Lúcido, perverso, malintencionado, provocador, cínico, sagaz, el "divino marqués" encontró en la escritura una forma eficaz y exitosa, apasionada, de ejercer eso que se llama libertad. La literatura del Marqués de Sade se antoja hoy, antes que sádica, moralista, aun de signo negativo, pero con una enorme carga artística manifiesta y lograda por la poderosa e imbatible voluntad de la escritura.
15 de julio de 2012
Beatlemanía
Fue en un teatro, al sur de la ciudad, en una de esas tardes lluviosas de verano. Un grupo musical llamado Morsa interpreta con fortuna y acierto las canciones que congregan a la grey que abarrota el teatro, pues tiene el sonido de la música de los padres fundadores. (Acaso les vendrían bien a esos chicos unas lecciones para mejorar un poco su pronunciación y dicción en inglés, pero nada más.)
En cuanto comenzó lo que uno podría haber pensado que sería un concierto, se reveló como un encuentro, una celebración. Caballeros de edad provecta acompañados de sus hijos y nietos, y sobre todo venerables ancianas que pueden estar celebrando sus bodas de oro con esa música, esa manera de estar en el mundo y, en más de un caso conocido, de enamoramiento sin fin de alguno de aquellos cuatro que salieron de un sospechoso club del Puerto de Liverpool hace justo cincuenta años para poner a cantar y alegrarles la vida a sus fieles extendidos por toda la Tierra.
En el teatro vi niños con gafas de fantasía redondas, como las que al parecer usaba el líder del cuarteto; una niña de ocho años que conozco bien, sentada a mi izquierda, se transformó al punto de volvérseme una desconocida que se revolvía en su asiento, movía los brazos y la cabeza, aplaudía y cantaba con conocimiento de causa.
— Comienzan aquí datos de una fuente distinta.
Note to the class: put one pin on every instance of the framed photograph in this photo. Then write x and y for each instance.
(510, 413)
Un niño de diez años iba vestido como un tal Sargento Pimiento, personaje central en las celebraciones y que al parecer ha fundado su banda, algo así como un Club de los Corazones Solitarios.
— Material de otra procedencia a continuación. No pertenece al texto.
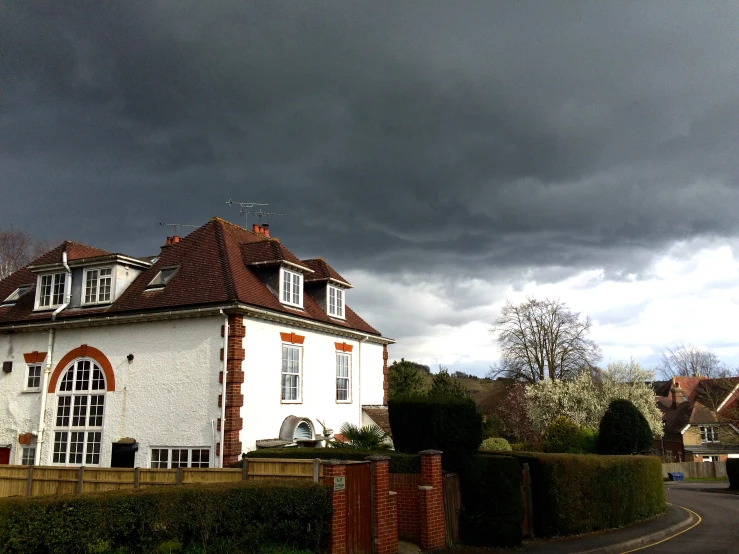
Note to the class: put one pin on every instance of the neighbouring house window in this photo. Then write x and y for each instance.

Beatlemanía ese es el nombre científico del mal que les aqueja, pero los fanáticos, los que lo padecen, la consideran una alegría, una dicha. Se sabe que es musical y emocionalmente transmisible y puede ser muy contagioso, pues no respeta edades, ni religiones, ni clases o grupos, tampoco nacionalidades, razas o lenguas. Se sabe que en su patología extrema es un padecimiento tan gozoso como incurable.
Jóvenes y viejos sonríen, se abrazan, se sienten felices y dichosos con esas canciones, con el espíritu de esa música que han escuchado una y otra vez y no les cansa, al contrario, les incita a seguir el ritmo con las palmas, a conmoverse hasta las lágrimas. Se emocionan de verás, se sienten vivos y en armonía en el Universo cuando cantan “Here Comes the Sun”, y creen con fe ciega en sus palabras cuando repiten “All You Need is Love”, y revelan lo más profundo de la beatlemanía en una canción que expresa un adagio que entonan con devoción: “Let it Be”, que bien podría ser la más acabada expresión de su filosofía.
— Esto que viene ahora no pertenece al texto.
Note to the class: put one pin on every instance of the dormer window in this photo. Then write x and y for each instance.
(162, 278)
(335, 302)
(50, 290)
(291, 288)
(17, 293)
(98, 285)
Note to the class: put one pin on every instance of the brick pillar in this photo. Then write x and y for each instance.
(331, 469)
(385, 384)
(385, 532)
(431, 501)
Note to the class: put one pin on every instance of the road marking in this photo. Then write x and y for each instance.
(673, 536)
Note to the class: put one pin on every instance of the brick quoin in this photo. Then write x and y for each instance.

Después de dos horas de música, el grupo Morsa se despide, los fanáticos, irremediablemente felices, dichosamente exhaustos, después de aplaudir y refrendar su admiración sin fin a los padres fundadores de su secta, salen del teatro bajo una lluvia tenue, se alejan con una sonrisa franca, se marchan por las calles de la ciudad como si cada uno tomara su rumbo.
Puede ser sólo una leyenda urbana que corre como un secreto a voces. Se dice que todos ellos esperan el día en que, como por encantamiento, vivirán en comunidad, felices y cantando, en un submarino amarillo. Se sospecha que algunos de ellos ya se han instalado a bordo.